【数据科学名家讲坛】Mixture Conditional Regression with Ultrahigh Dimensional Text Data for Estimating Extralegal Factor Effects (Hansheng WANG, Professor, Guanghua School of Management, Peking University)
主题:Mixture Conditional Regression with Ultrahigh Dimensional Text Data for Estimating Extralegal Factor Effects
报告人:Hansheng WANG, Professor, Guanghua School of Management, Peking University
主持人:Yongtao GUAN, Presidential Chair Professor, School of Data Science, CUHK-Shenzhen
日期:10 May (Friday), 2024
时间:11:00 AM - 12:00 PM, Beijing Time
形式:Hybrid
地点:103 Meeting Room, Daoyuan Building
SDS视频号直播:
语言:English
摘要:
Testing judicial impartiality is a problem of fundamental importance in empirical legal studies, for which standard regression methods have been popularly used to estimate the extralegal factor effects. However, those methods cannot handle control variables with ultrahigh dimensionality, such as those found in judgment documents recorded in text format. To solve this problem, we develop a novel mixture conditional regression (MCR) approach, assuming that the whole sample can be classified into a number of latent classes. Within each latent class, a standard linear regression model can be used to model the relationship between the response and a key feature vector, which is assumed to be of a fixed dimension. Meanwhile, ultrahigh dimensional control variables are then used to determine the latent class membership, where a naive Bayes type model is used to describe the relationship. Hence, the dimension of control variables is allowed to be arbitrarily high. A novel expectation-maximization algorithm is developed for model estimation. Therefore, we are able to estimate the key parameters of interest as efficiently as if the true class membership were known in advance. Simulation studies are presented to demonstrate the proposed MCR method. A real dataset of Chinese burglary offenses is analyzed for illustration purposes.
简介:
Professor Hansheng Wang is from the department of Business Statistics and Econometrics at Guanghua School of Management, Peking university. He is the winner of the National Outstanding Youth Fund and is the Changjiang Distinguished Professor of the Ministry of Education. He is the founding president of the Youth Statistician Association of the National Industrial Statistics Teaching and Research Association.

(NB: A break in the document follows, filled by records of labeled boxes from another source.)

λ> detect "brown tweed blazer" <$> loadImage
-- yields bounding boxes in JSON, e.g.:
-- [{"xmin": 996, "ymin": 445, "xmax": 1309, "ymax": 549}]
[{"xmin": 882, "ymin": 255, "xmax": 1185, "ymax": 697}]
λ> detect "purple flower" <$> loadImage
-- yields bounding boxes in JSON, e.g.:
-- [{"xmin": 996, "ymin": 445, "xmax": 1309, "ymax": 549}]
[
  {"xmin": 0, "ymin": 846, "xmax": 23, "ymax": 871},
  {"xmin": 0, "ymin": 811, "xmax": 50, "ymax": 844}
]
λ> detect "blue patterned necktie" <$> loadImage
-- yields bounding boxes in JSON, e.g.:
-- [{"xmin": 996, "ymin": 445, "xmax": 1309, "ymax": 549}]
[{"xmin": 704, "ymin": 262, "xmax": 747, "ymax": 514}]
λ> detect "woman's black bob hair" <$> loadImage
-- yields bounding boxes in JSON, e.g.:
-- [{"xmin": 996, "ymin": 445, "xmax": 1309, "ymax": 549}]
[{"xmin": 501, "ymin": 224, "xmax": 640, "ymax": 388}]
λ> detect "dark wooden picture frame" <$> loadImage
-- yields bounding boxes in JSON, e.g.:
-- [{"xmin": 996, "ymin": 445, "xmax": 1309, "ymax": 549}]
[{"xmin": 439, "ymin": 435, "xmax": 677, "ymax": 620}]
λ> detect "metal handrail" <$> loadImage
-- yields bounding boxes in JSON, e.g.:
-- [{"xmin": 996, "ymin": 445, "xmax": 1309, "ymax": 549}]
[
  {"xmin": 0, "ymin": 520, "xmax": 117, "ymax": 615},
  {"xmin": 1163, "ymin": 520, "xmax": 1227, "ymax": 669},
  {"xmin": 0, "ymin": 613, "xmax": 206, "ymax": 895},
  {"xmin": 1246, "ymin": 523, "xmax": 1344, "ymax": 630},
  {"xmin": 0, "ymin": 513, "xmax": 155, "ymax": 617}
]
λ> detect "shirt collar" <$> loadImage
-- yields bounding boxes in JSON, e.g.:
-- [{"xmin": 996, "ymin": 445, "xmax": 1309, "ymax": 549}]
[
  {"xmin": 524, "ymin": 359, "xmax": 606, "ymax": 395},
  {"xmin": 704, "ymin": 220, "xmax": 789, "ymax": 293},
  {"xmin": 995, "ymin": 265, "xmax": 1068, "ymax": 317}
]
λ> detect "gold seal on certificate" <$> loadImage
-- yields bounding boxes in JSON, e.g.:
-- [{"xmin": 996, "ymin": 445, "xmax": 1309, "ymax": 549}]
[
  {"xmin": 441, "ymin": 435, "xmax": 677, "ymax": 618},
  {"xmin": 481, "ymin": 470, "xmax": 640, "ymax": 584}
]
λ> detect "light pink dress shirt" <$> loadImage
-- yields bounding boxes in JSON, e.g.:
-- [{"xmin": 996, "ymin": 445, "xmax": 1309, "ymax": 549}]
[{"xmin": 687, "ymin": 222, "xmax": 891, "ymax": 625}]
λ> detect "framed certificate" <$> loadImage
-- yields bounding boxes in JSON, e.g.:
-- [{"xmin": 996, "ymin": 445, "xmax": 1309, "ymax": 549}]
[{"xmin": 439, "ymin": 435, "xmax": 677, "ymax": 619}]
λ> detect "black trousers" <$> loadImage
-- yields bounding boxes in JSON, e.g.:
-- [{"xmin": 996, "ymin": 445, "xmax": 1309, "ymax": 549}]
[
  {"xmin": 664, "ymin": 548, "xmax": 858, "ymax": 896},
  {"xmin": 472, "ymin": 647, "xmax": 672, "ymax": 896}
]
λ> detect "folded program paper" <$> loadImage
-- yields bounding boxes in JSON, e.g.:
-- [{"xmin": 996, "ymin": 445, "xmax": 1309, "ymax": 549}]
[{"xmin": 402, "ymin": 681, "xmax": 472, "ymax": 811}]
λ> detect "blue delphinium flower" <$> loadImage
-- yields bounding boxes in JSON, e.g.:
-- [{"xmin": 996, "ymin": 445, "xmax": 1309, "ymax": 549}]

He is a Fellow of the Institute of Mathematical Statistics (IMS), the American Statistical Association (ASA), and an Elected Member of the International Statistical Institute (ISI). He has served as associate editor or editor for 9 international academic journals. He has published more than 100 papers so far, in addition to a monograph and 4 textbooks. He has been recognized as Elsevier China Highly Cited Scholar (Mathematics: 2014-2018; Applied Economics, 2020; Statistics, 2021–2022).